╭───────────────────────────────────────╮
       ╱   Mostly green aggregate metrics        ╲
      │   Trace clusters → permission, routing    │
      │   and tail-latency reliability work       │
      ╰───────────────────────────────────────────╯
           Observability as decision infrastructure.
Research

Braintrust Trace Unsurfacing: Finding What Normal Aggregates Hide

This paper documents a CREATE SOMETHING Braintrust trace audit and explains why aggregate uptime metrics were insufficient to diagnose practical reliability risk. A mostly successful 1,000-row sample still surfaced concentrated failure clusters: LinkedIn permission denials, intent route misses, repeated 429 throttles, and extreme control-plane latency outliers.

Executive Thesis

Braintrust's practical advantage is not that it shows errors. It is that it unsurfaces hidden operational structure inside "mostly successful" traffic.

In this snapshot, only 71/1000 rows are errors (7.1%). A naive read says "system is mostly fine." The trace-level read says otherwise: two failure classes (permission and intent_routing) account for 76.1% of all observed failures.

Snapshot Evidence (Mar 4, 2026)

Project ID: 8ca0d63b-d985-4373-9906-c253bf3f52d0
Window: Mar 1, 2026 9:55 AM to Mar 4, 2026 5:30 AM (America/Chicago)
Rows: 1,000
Error rows: 71

Error Composition

  • permission: 30 (42.3%)
  • intent_routing: 24 (33.8%)
  • rate_limit: 4 (5.6%)
  • validation: 4 (5.6%)

Hidden Reliability Risks Unsurfaced

  1. Permission failure clustering
    • Repeated forbidden signatures appeared in bursts (for example, "You don't have permission to access this post.").
  2. Intent-router brittleness
    • hub_route_intent produced 22 errors out of 36 calls (61.1% error rate), concentrated around synonym variants for Sheets tasks.
  3. Throttle duplication
    • 429 responses (TOO_MANY_REQUESTS, serviceErrorCode=101) appeared as repeatable patterns, indicating missing circuit-break behavior.
  4. Tail-latency instability
    • hub_update_state reached 252,517 ms, which is over 4 minutes for a control-plane path that should be predictable.

These are not independent bugs. They represent a reliability topology: permissions, routing, and control-plane latency interacting under real workload.

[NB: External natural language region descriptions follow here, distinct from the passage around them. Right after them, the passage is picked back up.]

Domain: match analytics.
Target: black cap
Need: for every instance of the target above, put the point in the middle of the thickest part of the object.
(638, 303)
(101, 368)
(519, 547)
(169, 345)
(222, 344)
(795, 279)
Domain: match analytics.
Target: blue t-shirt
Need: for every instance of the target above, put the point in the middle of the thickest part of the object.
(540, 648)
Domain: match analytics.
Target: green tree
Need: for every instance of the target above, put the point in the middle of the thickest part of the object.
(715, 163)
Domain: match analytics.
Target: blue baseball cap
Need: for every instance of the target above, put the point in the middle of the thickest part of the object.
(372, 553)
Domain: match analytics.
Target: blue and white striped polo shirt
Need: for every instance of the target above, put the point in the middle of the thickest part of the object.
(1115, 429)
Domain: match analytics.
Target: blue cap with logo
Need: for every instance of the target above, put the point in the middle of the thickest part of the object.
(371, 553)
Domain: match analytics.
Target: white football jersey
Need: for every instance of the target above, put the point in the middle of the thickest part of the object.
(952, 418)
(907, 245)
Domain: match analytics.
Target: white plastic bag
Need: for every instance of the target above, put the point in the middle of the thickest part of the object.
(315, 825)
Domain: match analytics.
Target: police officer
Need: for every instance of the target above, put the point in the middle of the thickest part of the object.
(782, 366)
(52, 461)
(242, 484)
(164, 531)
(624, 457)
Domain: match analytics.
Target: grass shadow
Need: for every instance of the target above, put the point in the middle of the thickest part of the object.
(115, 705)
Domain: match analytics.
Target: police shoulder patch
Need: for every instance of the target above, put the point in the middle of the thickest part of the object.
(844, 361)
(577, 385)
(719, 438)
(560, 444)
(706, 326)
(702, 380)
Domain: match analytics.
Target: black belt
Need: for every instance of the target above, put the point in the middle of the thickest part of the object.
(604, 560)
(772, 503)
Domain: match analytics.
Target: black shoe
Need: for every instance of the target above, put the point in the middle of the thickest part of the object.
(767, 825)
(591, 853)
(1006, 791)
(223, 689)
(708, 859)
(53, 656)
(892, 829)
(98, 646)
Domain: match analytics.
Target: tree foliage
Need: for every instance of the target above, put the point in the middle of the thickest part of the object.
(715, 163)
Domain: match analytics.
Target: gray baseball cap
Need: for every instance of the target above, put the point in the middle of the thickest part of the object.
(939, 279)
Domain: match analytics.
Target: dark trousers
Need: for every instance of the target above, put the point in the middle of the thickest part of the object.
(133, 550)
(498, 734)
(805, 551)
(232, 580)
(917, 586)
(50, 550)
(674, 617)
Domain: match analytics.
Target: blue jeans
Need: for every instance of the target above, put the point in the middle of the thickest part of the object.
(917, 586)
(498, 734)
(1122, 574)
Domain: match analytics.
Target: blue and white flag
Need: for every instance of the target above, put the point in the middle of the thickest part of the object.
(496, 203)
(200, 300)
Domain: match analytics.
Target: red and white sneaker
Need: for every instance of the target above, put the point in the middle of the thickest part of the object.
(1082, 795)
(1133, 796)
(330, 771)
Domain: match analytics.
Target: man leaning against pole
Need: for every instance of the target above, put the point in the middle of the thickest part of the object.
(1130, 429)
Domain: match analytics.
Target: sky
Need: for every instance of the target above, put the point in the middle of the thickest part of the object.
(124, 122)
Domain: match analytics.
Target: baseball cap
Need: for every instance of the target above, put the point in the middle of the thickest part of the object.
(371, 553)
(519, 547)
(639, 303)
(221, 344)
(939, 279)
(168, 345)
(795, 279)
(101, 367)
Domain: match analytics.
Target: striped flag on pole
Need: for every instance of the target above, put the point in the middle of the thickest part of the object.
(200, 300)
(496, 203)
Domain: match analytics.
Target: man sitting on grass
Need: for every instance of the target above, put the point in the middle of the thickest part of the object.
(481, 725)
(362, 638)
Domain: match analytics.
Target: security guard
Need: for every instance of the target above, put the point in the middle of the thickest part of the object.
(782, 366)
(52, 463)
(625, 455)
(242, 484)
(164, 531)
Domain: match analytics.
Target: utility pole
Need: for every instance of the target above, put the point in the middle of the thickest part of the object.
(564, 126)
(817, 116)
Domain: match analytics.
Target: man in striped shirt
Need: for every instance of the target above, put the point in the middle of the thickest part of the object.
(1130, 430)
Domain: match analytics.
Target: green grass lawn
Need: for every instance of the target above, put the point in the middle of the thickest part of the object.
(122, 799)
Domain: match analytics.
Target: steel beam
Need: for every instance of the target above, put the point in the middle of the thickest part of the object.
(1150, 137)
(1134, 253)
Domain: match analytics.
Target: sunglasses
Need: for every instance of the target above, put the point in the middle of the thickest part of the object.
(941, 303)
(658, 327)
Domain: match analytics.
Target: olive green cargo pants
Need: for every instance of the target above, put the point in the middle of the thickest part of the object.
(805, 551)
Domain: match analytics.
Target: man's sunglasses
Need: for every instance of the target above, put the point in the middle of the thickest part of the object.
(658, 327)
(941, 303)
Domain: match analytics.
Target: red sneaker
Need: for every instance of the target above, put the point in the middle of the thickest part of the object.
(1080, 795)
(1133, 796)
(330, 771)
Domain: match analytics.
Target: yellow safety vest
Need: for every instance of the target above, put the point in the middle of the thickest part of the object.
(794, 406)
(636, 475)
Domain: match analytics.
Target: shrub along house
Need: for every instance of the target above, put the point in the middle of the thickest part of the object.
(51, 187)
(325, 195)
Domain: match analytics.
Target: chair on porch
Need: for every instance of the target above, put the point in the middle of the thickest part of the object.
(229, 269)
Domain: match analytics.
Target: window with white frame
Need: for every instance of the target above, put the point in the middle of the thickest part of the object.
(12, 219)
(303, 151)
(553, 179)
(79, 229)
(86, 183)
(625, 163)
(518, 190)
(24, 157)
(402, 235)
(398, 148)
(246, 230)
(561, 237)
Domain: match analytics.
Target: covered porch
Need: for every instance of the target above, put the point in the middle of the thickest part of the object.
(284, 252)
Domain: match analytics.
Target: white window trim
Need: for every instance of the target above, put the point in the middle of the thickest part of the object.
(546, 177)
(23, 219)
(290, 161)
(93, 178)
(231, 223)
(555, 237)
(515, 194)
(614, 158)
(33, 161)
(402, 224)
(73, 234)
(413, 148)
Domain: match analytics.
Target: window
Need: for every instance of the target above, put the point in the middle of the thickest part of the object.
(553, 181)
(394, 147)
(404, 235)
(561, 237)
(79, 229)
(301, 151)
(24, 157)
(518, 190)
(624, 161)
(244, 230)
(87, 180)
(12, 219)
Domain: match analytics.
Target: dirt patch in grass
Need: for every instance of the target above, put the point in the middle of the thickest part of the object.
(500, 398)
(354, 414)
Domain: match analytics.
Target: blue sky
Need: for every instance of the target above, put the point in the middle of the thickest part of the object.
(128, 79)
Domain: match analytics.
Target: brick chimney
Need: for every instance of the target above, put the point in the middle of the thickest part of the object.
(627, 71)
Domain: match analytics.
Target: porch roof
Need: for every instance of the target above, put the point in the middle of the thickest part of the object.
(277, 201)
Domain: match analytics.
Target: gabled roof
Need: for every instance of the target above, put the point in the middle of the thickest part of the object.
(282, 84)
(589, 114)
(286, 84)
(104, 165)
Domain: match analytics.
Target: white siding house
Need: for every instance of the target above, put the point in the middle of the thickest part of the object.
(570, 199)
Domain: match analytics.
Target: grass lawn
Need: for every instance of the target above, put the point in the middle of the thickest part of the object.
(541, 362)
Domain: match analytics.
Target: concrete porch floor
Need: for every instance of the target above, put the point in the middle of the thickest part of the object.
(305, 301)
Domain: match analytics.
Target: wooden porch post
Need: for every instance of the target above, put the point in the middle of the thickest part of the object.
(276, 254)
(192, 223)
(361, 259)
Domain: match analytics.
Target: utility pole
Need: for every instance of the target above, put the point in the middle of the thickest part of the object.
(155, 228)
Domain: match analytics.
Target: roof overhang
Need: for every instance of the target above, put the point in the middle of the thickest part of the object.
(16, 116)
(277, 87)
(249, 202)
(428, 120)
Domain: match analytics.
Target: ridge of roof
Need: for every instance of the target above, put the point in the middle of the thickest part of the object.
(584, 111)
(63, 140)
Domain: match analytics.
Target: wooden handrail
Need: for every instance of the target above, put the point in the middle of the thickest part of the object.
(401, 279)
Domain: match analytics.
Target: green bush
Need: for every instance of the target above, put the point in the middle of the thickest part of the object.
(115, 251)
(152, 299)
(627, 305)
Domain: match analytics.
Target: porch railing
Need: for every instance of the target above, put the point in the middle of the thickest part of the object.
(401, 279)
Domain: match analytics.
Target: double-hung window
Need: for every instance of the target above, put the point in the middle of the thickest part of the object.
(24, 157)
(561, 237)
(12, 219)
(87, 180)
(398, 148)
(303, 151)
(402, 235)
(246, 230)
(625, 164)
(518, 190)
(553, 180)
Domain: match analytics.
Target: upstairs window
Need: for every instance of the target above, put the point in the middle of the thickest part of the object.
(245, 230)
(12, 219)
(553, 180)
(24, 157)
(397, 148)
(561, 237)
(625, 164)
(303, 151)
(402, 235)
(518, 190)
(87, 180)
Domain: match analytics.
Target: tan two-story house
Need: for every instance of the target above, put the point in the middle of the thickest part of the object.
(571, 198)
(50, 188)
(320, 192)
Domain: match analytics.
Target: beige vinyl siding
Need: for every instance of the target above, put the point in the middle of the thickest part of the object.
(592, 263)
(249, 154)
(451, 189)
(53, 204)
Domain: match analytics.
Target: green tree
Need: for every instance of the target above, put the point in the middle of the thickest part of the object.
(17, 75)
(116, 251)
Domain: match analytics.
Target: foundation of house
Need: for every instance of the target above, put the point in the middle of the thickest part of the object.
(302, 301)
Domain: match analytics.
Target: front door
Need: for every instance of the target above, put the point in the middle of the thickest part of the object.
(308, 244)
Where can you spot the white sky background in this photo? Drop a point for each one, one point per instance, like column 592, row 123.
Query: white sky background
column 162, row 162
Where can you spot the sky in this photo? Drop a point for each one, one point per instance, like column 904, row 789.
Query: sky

From Trace to Ranked Experiments

We translated trace findings into five ranked experiments with exact acceptance criteria and dashboard specs:

  1. EXP-01 LinkedIn permission preflight
  2. EXP-02 Intent canonicalization + semantic fallback
  3. EXP-03 Provider 429 circuit breaker
  4. EXP-04 Control-plane cache + latency stabilization
  5. EXP-05 Tool-argument auto-repair

Specification index: docs/internal/braintrust-experiments/README.md

Why the Dashboard Design Matters

The dashboard uses Tufte-style high data density and direct labeling to reduce interpretive noise:

  • Minimal chrome, maximal signal
  • Error composition and tool reliability in one glance
  • Repeated cluster table to expose recurrence rather than isolated incidents
  • Latency outlier table to keep tails visible

This prevents the common failure mode where summary metrics hide operational recurrence.

Operational Loop

Each experiment now has:

  • exact acceptance criteria
  • explicit metrics and formulas
  • dashboard panel requirements
  • baseline evidence from the March 4 snapshot

This makes reliability work executable: the team can ship, measure, and gate promotion decisions against objective thresholds instead of subjective confidence.

Conclusion

Braintrust did not just report that errors existed. It unsurfaced where the system was structurally fragile despite high apparent throughput. That is the difference between observability as logging and observability as decision infrastructure.